Though the weather is far from normal for December, the astronomical events continue as expected. We are reaching the time of the winter solstice (night of Dec. 21-22) and along with the beginning of this new season, we experience the “shortest day of the year,” the time of the fewest minutes of daylight. Early sunsets at 4:20 p.m. have started to get later this past week, but the sunrises also get later. The long dark nights of winter continue.
I was able to take advantage of the small amount of snow on the ground this past week for seeing tracks. Many days gave us thawing in the afternoon and freezing at night. Not the best conditions for finding animal tracks, but out on the ponds and swamps, I found tracks of about 10 kinds of mammals. Most were not a surprise and during my walking, I located tracks of deer, fox, coyote, wolf, snowshoe hare, gray squirrel, deer mouse, meadow vole, shrew and beaver.
These critters are not that uncommon and, with the exception of the wolf and beaver, I see their tracks regularly when we have a snow cover. But the only mammal I actually saw was the gray squirrel.
Though the rest of these wildlife are present here all year, they are nocturnal while the gray squirrel is diurnal. I always feel like the snow cover shows a record of what goes on at night and almost never do I see these wandering critters. There is, however, another kind of nocturnal mammal that I have been seeing often lately: the flying squirrels.
Unfortunately, many of the local flora and fauna are labeled with names that are a bit misleading. Flying squirrels are indeed squirrels, but they do not fly. The only true flying mammals are the bats.
Flying squirrels are tiny, only about the size of chipmunks and smaller than their local cousins, the red squirrels. They possess a fold of skin that attaches from the front legs to the hind legs. This extension of skin gives them a set of “wings” that act as gliders. Normal use of this is to leap from their position, usually high on a tree, and spreading their legs and skin, they are able to soar through the forest. When coming to a vertical tree trunk, they extend their feet for a soft landing. This means of travel in the forests sounds like quite a unique way of movement, but the fact that it is done at night is even more amazing.
Though I have seen flying squirrels in the daytime, they are nearly 100 percent nocturnal. They are well adapted to night travel. In addition to their gliding apparatus, they are also equipped with large nocturnal sensitive eyes and a flat tail that serves as a rudder for steering through the trees. Most of the sounds that I’ve heard from them have been high-pitched squeaks and squeals.
They live in the woods of the Northland and are more common than most of us realize. Indeed, we are one of the few places in the country that has two species of flying squirrels, the northern and southern. Both are gray-brown above with light color beneath. Though each kind is small, the northern, more of a resident of the boreal forests, is a bit larger. The southern live in woods of larger deciduous trees. Though flying squirrels may be living amongst us, we usually don’t see them unless we feed them.
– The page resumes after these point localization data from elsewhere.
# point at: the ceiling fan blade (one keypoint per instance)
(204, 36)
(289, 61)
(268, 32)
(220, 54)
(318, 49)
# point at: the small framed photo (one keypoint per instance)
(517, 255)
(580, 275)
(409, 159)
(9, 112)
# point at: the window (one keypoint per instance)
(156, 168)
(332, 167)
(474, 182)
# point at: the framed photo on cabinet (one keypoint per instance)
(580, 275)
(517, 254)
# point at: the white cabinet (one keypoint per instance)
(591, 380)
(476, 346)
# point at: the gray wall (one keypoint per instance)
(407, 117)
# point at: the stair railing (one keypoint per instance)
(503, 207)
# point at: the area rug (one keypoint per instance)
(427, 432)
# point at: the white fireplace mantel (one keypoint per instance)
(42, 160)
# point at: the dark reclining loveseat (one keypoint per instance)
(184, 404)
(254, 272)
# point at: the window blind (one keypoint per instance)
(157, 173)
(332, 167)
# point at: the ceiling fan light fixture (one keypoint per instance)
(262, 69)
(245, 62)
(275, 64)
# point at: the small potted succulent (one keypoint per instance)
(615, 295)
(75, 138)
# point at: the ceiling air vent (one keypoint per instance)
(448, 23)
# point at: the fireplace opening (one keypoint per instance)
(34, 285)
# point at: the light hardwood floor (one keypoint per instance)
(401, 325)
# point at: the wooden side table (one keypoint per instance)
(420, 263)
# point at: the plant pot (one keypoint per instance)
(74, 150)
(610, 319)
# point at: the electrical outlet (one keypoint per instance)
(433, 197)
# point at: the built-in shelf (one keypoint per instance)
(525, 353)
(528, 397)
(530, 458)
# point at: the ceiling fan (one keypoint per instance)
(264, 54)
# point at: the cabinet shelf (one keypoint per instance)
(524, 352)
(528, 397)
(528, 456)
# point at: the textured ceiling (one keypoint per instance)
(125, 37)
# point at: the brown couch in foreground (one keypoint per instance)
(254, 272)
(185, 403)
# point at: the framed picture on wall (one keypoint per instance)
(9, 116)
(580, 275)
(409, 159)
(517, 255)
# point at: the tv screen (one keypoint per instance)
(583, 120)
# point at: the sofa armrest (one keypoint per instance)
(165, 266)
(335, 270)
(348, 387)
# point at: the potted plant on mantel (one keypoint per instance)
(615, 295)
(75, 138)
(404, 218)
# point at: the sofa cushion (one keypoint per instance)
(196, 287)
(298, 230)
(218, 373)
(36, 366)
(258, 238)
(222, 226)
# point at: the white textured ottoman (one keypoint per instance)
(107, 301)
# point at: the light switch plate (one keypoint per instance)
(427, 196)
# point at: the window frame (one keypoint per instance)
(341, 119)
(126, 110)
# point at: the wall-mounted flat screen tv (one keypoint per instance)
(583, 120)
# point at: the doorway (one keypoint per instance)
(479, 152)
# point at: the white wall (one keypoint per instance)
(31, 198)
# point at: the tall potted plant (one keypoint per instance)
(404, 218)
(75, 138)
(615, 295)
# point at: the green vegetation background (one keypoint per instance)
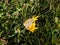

Each winter, I have been putting out sunflower seeds at dusk on an illuminated feeding platform. “If you build it, they will come” and they do. From about 6 p.m. until the gallon of seeds is gone, they glide in and devour this food. Being more gregarious than other tree squirrels, they often snack next to others. But they don’t stand still very long and it is difficult to count them. I’ve seen as many as 15 but the normal is about 10. Most are southern, but I’ve seen some larger northern ones here, too.
As with seeing birds at the feeder, they are just plain interesting to watch. And though this mild December has been making bird-feeding less than normal in the daytime, these flying squirrels make the feeder watching interesting and enjoyable at night.